Our first stop, after getting cold drinks, was The Museum of the Inquisition. I was hoping for more detailed information about the people and events of the Crusades—I thought that Europeans took local history pretty seriously and there would be stuff not available in books. However, the sign to the museum gave us pause—it was a painting of an armored hand pointing along a narrow street with the words in Hammer-House-of Horror font ‘TORTURE MUSEUM’.

“I don’t know about this,” said John.

“Oh come on,” I said.

“Have a nice visit,” the blonde woman at the ticket booth leered.

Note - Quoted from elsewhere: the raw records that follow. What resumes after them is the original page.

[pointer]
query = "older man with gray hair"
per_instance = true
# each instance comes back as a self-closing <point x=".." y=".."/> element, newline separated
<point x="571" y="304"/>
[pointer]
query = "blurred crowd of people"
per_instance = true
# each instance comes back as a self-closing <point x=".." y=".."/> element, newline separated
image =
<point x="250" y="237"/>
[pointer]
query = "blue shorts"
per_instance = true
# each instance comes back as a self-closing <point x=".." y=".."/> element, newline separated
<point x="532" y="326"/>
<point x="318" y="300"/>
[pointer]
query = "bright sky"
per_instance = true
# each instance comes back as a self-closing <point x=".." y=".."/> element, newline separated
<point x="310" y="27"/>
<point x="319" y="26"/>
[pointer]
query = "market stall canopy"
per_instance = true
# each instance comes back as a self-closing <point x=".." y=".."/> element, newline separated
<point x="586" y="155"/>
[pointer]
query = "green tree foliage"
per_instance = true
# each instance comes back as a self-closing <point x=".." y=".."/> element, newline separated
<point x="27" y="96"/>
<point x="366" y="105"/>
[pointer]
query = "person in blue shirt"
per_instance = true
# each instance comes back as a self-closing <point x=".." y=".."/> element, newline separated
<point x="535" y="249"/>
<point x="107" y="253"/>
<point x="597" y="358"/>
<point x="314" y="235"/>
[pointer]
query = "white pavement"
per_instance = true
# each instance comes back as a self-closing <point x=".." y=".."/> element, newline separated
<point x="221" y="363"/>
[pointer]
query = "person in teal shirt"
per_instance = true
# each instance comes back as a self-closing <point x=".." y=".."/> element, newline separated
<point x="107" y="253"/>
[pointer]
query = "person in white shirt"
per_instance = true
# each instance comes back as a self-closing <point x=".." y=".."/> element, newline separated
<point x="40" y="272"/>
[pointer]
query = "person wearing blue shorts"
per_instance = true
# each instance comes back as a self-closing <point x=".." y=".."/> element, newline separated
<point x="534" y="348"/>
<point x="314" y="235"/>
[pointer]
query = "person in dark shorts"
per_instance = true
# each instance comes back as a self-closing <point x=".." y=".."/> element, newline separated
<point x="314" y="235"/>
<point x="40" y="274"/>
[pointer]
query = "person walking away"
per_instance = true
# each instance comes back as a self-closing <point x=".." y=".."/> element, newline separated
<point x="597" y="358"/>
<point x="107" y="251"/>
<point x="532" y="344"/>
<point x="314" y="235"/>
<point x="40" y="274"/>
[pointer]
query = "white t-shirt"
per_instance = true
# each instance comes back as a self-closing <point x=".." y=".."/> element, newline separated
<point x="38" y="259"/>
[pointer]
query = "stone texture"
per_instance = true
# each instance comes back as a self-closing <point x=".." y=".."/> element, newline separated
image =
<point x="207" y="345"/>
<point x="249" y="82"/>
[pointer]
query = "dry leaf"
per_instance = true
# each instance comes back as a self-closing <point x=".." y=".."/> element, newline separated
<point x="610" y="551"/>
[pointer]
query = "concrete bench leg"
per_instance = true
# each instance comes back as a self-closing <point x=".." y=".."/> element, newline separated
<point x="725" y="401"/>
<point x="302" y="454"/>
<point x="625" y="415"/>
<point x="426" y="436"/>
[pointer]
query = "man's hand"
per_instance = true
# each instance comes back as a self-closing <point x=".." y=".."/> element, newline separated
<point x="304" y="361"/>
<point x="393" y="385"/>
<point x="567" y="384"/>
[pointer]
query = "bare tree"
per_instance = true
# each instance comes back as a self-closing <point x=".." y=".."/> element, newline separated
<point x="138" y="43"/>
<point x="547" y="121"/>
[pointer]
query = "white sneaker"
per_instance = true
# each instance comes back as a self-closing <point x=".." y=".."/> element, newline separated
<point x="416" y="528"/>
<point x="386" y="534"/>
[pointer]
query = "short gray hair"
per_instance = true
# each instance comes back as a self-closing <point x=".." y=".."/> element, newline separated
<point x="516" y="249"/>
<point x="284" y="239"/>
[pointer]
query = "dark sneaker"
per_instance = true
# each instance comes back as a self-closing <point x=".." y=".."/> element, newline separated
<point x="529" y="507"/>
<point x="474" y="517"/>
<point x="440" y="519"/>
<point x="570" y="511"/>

So we went in and the first thing we saw a fashion mannequin dressed in a black robe with some black wool stuck haphazardly to her upper lip to indicate a moustache. This was supposed to represent some Dominican monk or other who was supposed to have been particularly cruel. Thereafter were some torture instruments in glass cases alternating with erotic nineteenth-century etchings of plump, naked young women undergoing various trials and tribulations. All in all, there was a strong sense that this was less of a genuine attempt to grapple with Cathar heresy and more of a half-hearted attempt to titillate the public with inquisitorial S&M.  Disappointing!

Then we queued to see the ramparts but that failed to eventuate due to an unfortunate incident that necessitated our speedy retreat from the medieval city.

Back in the modern city, we wandered around until it was time for our train to leave. It was about 35 degrees Celsius in the shade and none of the establishments had air conditioning.